Karena agak pegal juga kalau mesti berdiri selama perjalanan. Dari pusat kota menuju kampus kurang lebih 38 km memakan waktu sekitar 1 jam. Belum lagi kalau ada tugas yang belum diselesaikan atau ada ujian dan belum selesai belajar malamnya. Atau minimal bisa tidur bagi mereka yang terbiasa tidur di dalam kendaraan atau keletihan setelah SKS (sistem kebut semalam).
Aku bernafas lega karena berhasil dapat tempat duduk meski dekat pintu bis setelah mengerahkan semua energi, membakar karbohidrat dari setangkup roti isi sebelum pergi tadi. Aku buka tas ransel berniat membuka diktat mikrobiologi. Belum separuh jalan ada ibu naik bawa keranjang belanjaan, mengas nampaknya membawa beban berat keranjangnya. Semua kursi telah penuh. Kulirik tak ada satupun yang merespon untuk berdiri memberi kursinya. Aku masukkan diktat, berdiri, kupasang ranselku.
"Silahkan bu, duduk di kursi saya saja." Kataku mempersilahkan ke ibu tadi sambil tersenyum.
"Oh," Setengah kaget, ibu itu langsung menggeser posisinya dan duduk. "makasih ya, nak" lanjutnya kemudian. aku balas dengan senyum kecil.
***
"Kalo besar nanti, Nina mau jadi apa?" tanya ayah di atas motor vespa nya saat mengantar aku menuju lomba pelajar teladan tingkat SD sekota Palembang.
"jadi dokter, boleh?" aku menjawabnya ragu.
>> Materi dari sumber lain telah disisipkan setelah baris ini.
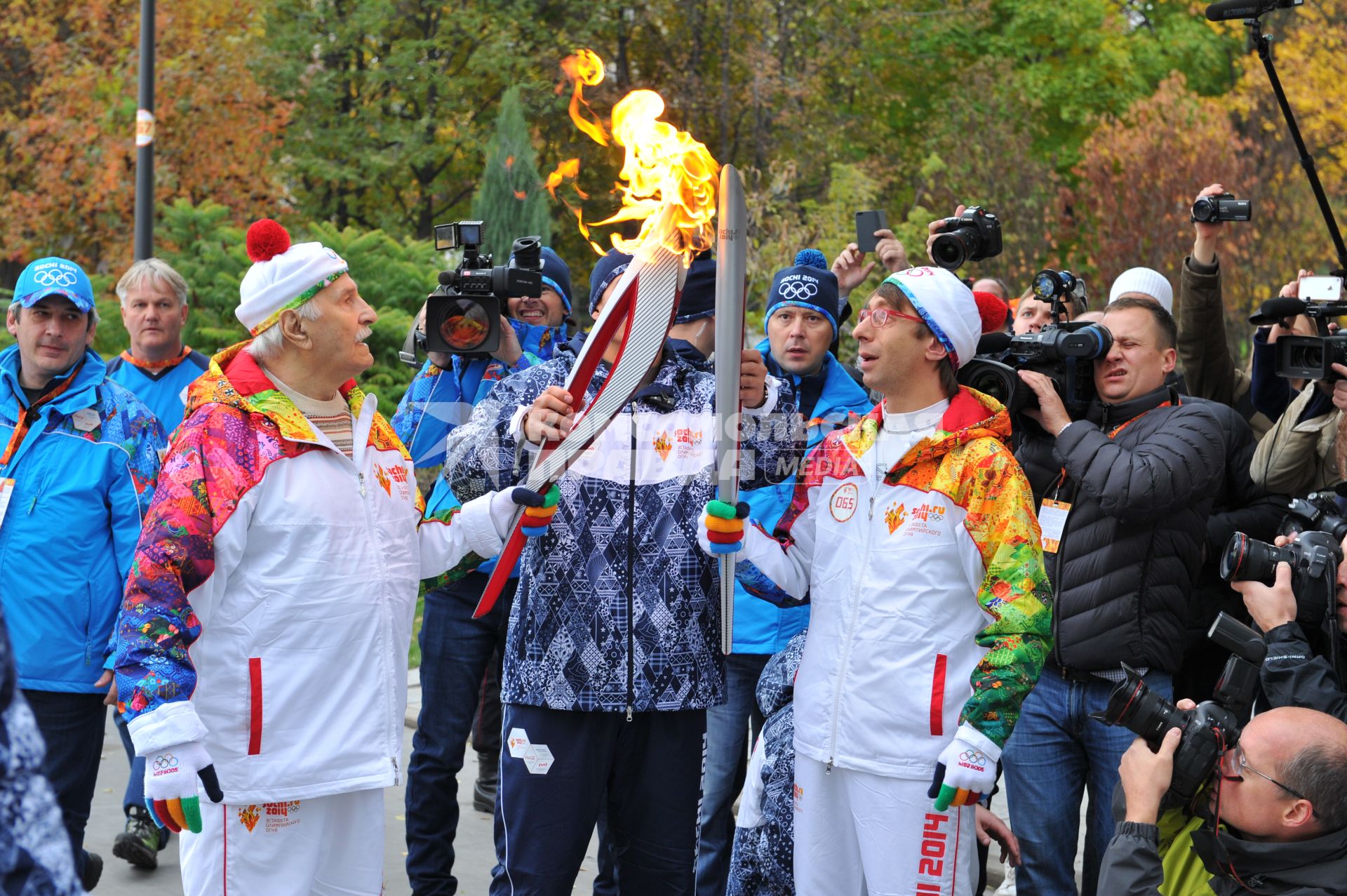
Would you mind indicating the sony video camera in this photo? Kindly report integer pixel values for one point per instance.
(1212, 209)
(1064, 352)
(1313, 561)
(1308, 357)
(1209, 729)
(464, 313)
(973, 236)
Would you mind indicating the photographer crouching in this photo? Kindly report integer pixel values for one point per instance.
(1294, 612)
(1272, 820)
(1125, 493)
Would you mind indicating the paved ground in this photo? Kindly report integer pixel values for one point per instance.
(476, 852)
(474, 846)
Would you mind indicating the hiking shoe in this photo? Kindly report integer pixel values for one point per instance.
(93, 871)
(142, 840)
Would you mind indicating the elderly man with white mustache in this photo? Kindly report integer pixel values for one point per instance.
(283, 549)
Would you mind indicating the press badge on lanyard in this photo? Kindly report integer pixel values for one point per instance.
(6, 493)
(1052, 521)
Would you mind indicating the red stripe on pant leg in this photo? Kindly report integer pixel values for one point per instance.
(938, 695)
(255, 705)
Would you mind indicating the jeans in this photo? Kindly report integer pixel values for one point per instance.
(726, 764)
(455, 650)
(72, 726)
(135, 794)
(1055, 752)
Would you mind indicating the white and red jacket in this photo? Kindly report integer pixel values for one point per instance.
(930, 599)
(290, 572)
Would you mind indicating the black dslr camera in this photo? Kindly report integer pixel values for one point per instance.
(973, 236)
(464, 314)
(1212, 209)
(1209, 729)
(1316, 512)
(1313, 561)
(1063, 352)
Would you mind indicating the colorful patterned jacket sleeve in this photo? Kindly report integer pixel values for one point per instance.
(184, 558)
(1014, 591)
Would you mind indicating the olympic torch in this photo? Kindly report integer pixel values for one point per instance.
(730, 295)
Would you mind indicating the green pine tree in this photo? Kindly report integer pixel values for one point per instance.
(511, 197)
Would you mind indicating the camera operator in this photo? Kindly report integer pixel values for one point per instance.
(1294, 674)
(460, 654)
(1275, 818)
(1203, 349)
(1299, 453)
(1125, 499)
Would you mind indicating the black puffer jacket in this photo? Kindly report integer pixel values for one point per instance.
(1134, 535)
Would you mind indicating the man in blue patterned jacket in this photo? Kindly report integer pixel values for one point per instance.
(79, 460)
(612, 657)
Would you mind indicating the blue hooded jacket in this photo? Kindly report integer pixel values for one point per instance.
(84, 474)
(758, 625)
(434, 405)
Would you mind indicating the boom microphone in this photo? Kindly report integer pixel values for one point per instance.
(1278, 309)
(1228, 10)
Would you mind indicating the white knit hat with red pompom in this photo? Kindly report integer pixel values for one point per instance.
(283, 275)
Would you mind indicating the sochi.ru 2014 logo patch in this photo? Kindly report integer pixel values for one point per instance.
(845, 500)
(894, 516)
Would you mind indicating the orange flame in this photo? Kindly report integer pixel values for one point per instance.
(585, 69)
(669, 178)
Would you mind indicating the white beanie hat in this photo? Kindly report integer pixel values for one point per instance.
(947, 306)
(283, 275)
(1146, 282)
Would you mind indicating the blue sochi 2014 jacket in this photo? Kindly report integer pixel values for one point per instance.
(163, 389)
(84, 467)
(617, 606)
(438, 401)
(758, 625)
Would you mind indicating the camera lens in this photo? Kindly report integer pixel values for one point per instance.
(465, 326)
(951, 250)
(1045, 286)
(1247, 559)
(527, 253)
(1141, 710)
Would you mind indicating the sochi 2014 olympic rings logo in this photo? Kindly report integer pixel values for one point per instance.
(799, 290)
(54, 276)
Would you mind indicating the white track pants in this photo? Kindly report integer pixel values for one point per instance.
(859, 834)
(323, 846)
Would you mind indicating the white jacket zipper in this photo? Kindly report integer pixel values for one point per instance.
(856, 612)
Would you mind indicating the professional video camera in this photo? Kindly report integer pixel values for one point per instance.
(1316, 512)
(973, 236)
(1064, 352)
(1209, 729)
(464, 313)
(1313, 558)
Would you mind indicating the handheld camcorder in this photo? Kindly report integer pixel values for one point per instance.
(1313, 561)
(1212, 209)
(1308, 357)
(1064, 352)
(1209, 729)
(1316, 512)
(464, 313)
(973, 236)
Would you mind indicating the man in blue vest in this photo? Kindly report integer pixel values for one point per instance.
(79, 460)
(156, 367)
(802, 321)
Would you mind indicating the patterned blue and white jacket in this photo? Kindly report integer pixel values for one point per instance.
(617, 607)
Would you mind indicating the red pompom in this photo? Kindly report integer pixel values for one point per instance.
(992, 310)
(267, 240)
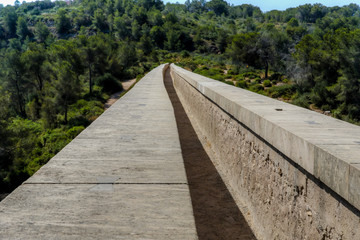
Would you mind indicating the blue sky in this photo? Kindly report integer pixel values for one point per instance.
(267, 5)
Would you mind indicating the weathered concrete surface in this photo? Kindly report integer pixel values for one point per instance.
(122, 178)
(275, 182)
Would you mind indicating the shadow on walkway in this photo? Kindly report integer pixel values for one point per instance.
(216, 213)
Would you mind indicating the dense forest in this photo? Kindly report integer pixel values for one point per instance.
(60, 61)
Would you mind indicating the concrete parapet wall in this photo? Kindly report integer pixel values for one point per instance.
(294, 173)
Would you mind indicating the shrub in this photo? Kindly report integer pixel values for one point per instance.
(108, 83)
(256, 88)
(301, 100)
(276, 76)
(230, 82)
(267, 83)
(241, 84)
(283, 91)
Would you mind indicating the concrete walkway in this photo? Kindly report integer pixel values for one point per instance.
(121, 178)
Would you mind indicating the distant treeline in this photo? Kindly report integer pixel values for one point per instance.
(61, 60)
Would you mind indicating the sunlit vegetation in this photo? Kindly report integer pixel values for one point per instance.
(60, 62)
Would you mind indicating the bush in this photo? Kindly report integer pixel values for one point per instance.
(239, 77)
(251, 75)
(241, 84)
(230, 82)
(257, 80)
(108, 83)
(276, 76)
(301, 100)
(267, 83)
(284, 91)
(256, 88)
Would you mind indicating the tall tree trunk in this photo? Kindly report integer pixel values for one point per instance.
(266, 69)
(90, 80)
(19, 98)
(40, 82)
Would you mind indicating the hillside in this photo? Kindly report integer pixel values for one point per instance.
(62, 60)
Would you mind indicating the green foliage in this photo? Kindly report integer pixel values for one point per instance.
(285, 91)
(267, 83)
(63, 24)
(41, 32)
(241, 84)
(108, 83)
(54, 85)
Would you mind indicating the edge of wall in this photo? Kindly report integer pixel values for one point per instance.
(327, 148)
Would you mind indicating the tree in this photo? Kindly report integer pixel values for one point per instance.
(15, 81)
(10, 19)
(67, 88)
(63, 24)
(99, 20)
(41, 32)
(22, 29)
(218, 6)
(243, 49)
(34, 58)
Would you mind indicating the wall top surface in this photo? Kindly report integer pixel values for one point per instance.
(325, 147)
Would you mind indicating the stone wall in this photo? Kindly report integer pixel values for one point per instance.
(271, 169)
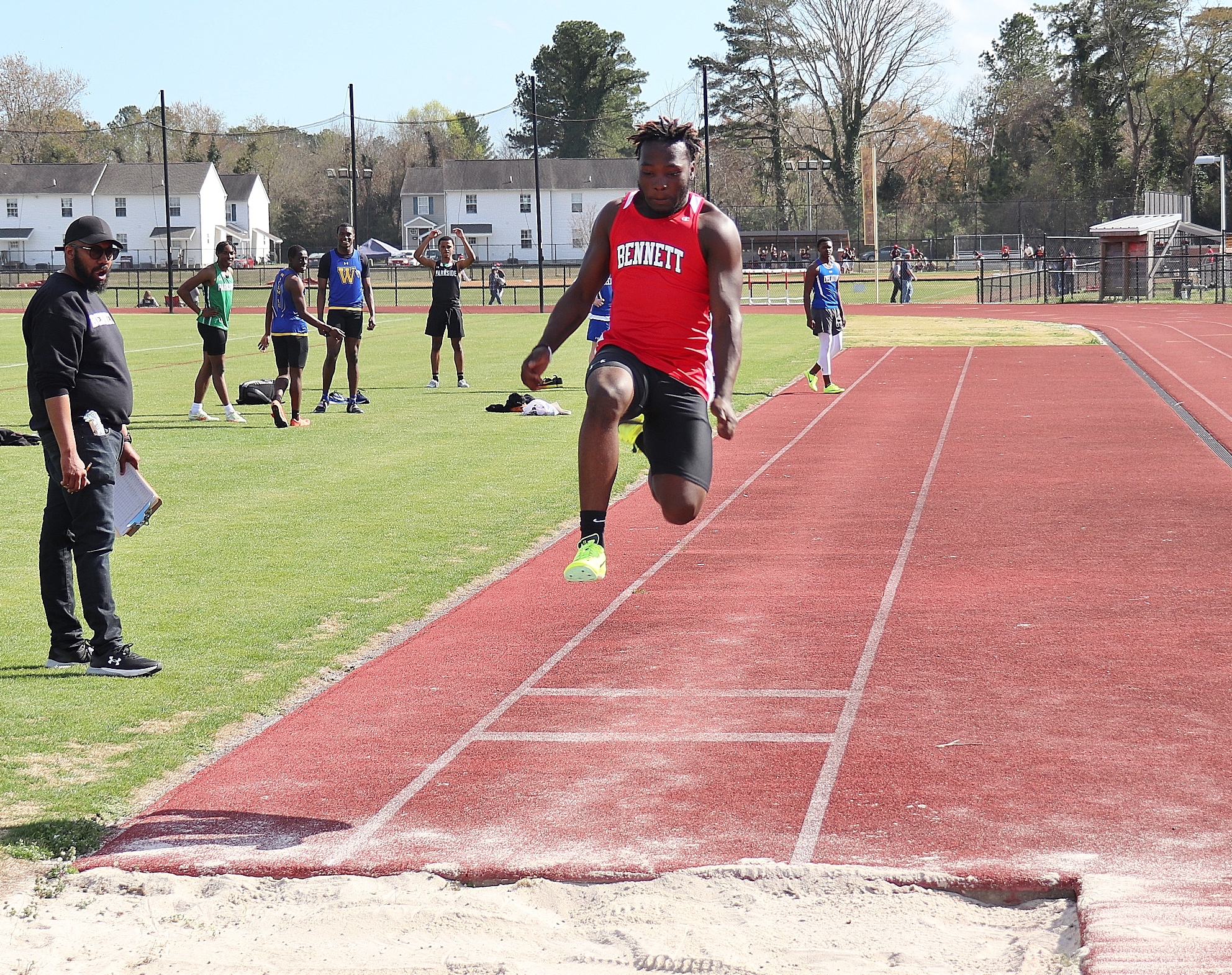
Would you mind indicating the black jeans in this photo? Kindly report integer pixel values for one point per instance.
(80, 528)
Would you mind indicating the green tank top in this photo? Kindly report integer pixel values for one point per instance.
(219, 295)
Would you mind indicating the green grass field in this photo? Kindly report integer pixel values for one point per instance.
(278, 553)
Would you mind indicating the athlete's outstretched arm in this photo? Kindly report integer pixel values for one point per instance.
(466, 245)
(576, 304)
(721, 245)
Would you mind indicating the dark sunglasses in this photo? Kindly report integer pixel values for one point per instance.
(99, 253)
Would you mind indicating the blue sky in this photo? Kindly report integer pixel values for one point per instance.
(292, 62)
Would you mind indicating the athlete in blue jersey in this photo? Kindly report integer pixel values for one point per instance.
(600, 316)
(344, 279)
(286, 325)
(823, 312)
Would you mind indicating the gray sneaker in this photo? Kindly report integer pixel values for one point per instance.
(121, 662)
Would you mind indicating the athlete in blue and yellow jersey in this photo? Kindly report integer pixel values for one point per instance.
(345, 280)
(823, 312)
(286, 325)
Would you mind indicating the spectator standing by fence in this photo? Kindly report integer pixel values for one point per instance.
(497, 285)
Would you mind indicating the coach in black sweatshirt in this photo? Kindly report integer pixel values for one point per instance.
(76, 364)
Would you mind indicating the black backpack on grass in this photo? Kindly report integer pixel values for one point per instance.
(256, 392)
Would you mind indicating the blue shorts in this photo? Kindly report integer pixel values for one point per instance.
(598, 327)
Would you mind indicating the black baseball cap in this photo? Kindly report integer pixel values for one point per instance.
(89, 231)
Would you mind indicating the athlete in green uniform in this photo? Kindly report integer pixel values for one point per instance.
(212, 322)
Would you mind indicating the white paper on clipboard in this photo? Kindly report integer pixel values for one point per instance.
(136, 501)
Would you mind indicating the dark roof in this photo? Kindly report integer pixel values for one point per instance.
(70, 178)
(519, 174)
(238, 185)
(142, 179)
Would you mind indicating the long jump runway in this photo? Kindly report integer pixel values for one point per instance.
(969, 618)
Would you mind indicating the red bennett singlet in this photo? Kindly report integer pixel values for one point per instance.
(661, 294)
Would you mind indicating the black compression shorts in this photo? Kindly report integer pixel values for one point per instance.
(349, 320)
(448, 320)
(677, 437)
(290, 351)
(214, 339)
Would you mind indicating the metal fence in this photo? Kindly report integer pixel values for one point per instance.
(1188, 276)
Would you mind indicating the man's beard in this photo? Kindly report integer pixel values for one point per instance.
(83, 274)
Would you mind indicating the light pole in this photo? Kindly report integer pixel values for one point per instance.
(344, 173)
(1210, 161)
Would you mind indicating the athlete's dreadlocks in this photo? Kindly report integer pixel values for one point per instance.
(668, 130)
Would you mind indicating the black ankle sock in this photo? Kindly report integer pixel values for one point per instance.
(593, 523)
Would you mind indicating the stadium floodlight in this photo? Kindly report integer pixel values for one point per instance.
(1210, 161)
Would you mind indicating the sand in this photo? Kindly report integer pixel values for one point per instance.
(722, 920)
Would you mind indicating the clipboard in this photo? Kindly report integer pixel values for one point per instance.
(136, 501)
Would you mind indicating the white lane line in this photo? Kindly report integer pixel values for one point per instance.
(1194, 390)
(678, 693)
(785, 737)
(361, 835)
(806, 843)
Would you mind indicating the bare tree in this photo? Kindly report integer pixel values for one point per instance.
(866, 65)
(36, 101)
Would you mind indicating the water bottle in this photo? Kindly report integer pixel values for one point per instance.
(95, 422)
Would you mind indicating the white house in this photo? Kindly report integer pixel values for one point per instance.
(493, 202)
(41, 201)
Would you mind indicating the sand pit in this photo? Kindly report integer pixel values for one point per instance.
(725, 920)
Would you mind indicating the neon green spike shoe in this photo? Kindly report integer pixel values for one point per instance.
(591, 564)
(631, 430)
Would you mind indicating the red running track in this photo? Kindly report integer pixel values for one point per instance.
(970, 618)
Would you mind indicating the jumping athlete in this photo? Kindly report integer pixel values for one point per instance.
(344, 273)
(600, 317)
(674, 343)
(286, 324)
(446, 311)
(212, 324)
(823, 312)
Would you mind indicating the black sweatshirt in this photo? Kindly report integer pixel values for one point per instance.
(75, 348)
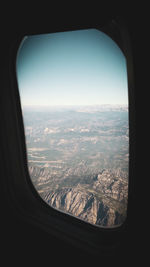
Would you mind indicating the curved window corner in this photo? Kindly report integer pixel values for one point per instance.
(74, 95)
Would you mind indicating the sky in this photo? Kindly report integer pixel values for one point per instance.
(83, 67)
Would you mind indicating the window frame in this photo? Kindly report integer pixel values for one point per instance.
(23, 196)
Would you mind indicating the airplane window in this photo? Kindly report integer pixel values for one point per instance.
(74, 97)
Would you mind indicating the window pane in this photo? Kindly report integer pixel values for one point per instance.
(74, 96)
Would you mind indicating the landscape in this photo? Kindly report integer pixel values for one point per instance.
(78, 159)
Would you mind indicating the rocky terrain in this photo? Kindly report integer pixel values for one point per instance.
(101, 201)
(78, 160)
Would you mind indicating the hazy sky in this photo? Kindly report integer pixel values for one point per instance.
(82, 67)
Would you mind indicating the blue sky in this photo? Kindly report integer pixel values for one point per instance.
(83, 67)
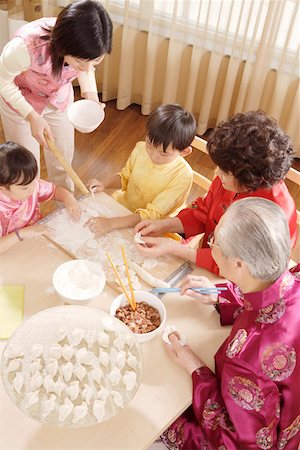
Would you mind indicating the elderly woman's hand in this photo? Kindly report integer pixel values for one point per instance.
(192, 281)
(183, 355)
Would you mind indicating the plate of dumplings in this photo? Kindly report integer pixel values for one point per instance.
(72, 366)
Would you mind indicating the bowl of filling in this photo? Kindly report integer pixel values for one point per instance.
(147, 320)
(86, 115)
(78, 281)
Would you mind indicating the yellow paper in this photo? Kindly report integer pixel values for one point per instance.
(11, 309)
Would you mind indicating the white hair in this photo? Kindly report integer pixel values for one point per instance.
(255, 230)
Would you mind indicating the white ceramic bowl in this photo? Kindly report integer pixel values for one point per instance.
(78, 281)
(86, 115)
(152, 300)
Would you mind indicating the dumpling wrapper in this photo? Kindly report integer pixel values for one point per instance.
(80, 412)
(65, 410)
(169, 329)
(99, 410)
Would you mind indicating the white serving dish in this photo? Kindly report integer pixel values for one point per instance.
(78, 281)
(152, 300)
(86, 115)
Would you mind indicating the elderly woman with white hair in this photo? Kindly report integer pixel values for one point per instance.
(253, 399)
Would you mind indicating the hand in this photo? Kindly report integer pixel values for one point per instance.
(192, 281)
(150, 227)
(73, 208)
(100, 225)
(155, 247)
(183, 355)
(95, 185)
(39, 128)
(33, 231)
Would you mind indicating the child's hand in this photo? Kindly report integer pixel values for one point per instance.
(33, 231)
(100, 225)
(73, 208)
(155, 247)
(192, 281)
(149, 227)
(94, 185)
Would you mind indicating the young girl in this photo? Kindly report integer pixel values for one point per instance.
(37, 68)
(20, 195)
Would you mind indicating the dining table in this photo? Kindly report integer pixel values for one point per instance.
(165, 390)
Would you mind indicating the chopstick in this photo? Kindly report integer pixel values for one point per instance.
(215, 290)
(120, 281)
(128, 277)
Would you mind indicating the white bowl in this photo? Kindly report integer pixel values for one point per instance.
(78, 281)
(86, 115)
(149, 298)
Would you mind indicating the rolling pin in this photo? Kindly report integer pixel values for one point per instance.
(68, 168)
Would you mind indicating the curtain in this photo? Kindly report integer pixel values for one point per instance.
(215, 57)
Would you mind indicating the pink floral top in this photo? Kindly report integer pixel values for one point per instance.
(19, 214)
(253, 400)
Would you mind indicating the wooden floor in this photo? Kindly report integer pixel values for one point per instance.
(106, 149)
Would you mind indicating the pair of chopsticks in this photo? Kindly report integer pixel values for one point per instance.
(204, 291)
(130, 299)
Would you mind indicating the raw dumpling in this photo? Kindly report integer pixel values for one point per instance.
(65, 410)
(61, 334)
(132, 361)
(103, 339)
(97, 375)
(119, 343)
(48, 405)
(36, 350)
(48, 384)
(76, 336)
(55, 351)
(14, 364)
(67, 371)
(129, 380)
(99, 410)
(120, 359)
(114, 376)
(103, 394)
(117, 399)
(18, 383)
(87, 393)
(52, 367)
(80, 412)
(35, 366)
(108, 324)
(80, 372)
(84, 356)
(169, 329)
(73, 390)
(67, 352)
(31, 398)
(36, 381)
(104, 358)
(90, 338)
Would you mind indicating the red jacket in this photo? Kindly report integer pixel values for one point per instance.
(206, 212)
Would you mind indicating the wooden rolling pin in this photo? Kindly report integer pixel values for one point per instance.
(68, 168)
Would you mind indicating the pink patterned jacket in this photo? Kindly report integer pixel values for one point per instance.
(253, 400)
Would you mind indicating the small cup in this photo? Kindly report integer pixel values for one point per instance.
(152, 300)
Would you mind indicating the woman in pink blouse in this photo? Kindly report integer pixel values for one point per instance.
(252, 401)
(21, 192)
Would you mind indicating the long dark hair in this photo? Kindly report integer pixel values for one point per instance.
(17, 165)
(83, 29)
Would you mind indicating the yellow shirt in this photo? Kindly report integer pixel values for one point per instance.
(153, 190)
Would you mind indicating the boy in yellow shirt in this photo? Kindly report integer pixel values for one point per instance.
(156, 179)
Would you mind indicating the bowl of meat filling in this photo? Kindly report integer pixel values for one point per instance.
(147, 320)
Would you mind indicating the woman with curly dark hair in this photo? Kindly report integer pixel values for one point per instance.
(253, 155)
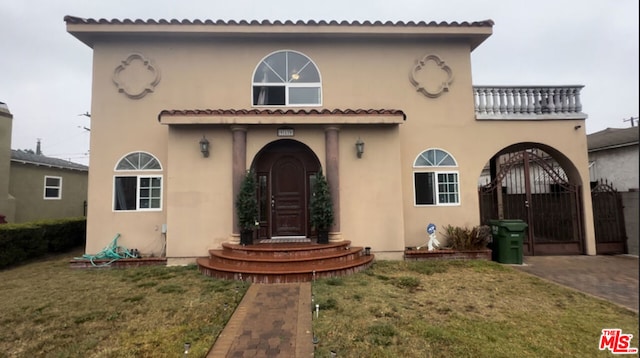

"boleh dong. Mau jadi apa saja asal bermanfaat buat banyak orang, papa dukung." Nampak wajah papa di kaca spion tersenyum. Aku juga tersenyum mendengar jawaban papa.
"pa, doain Nina, ya." Kataku kemudian. Papa mengelus pergelangan tanganku yang melingkar di pinggang papa.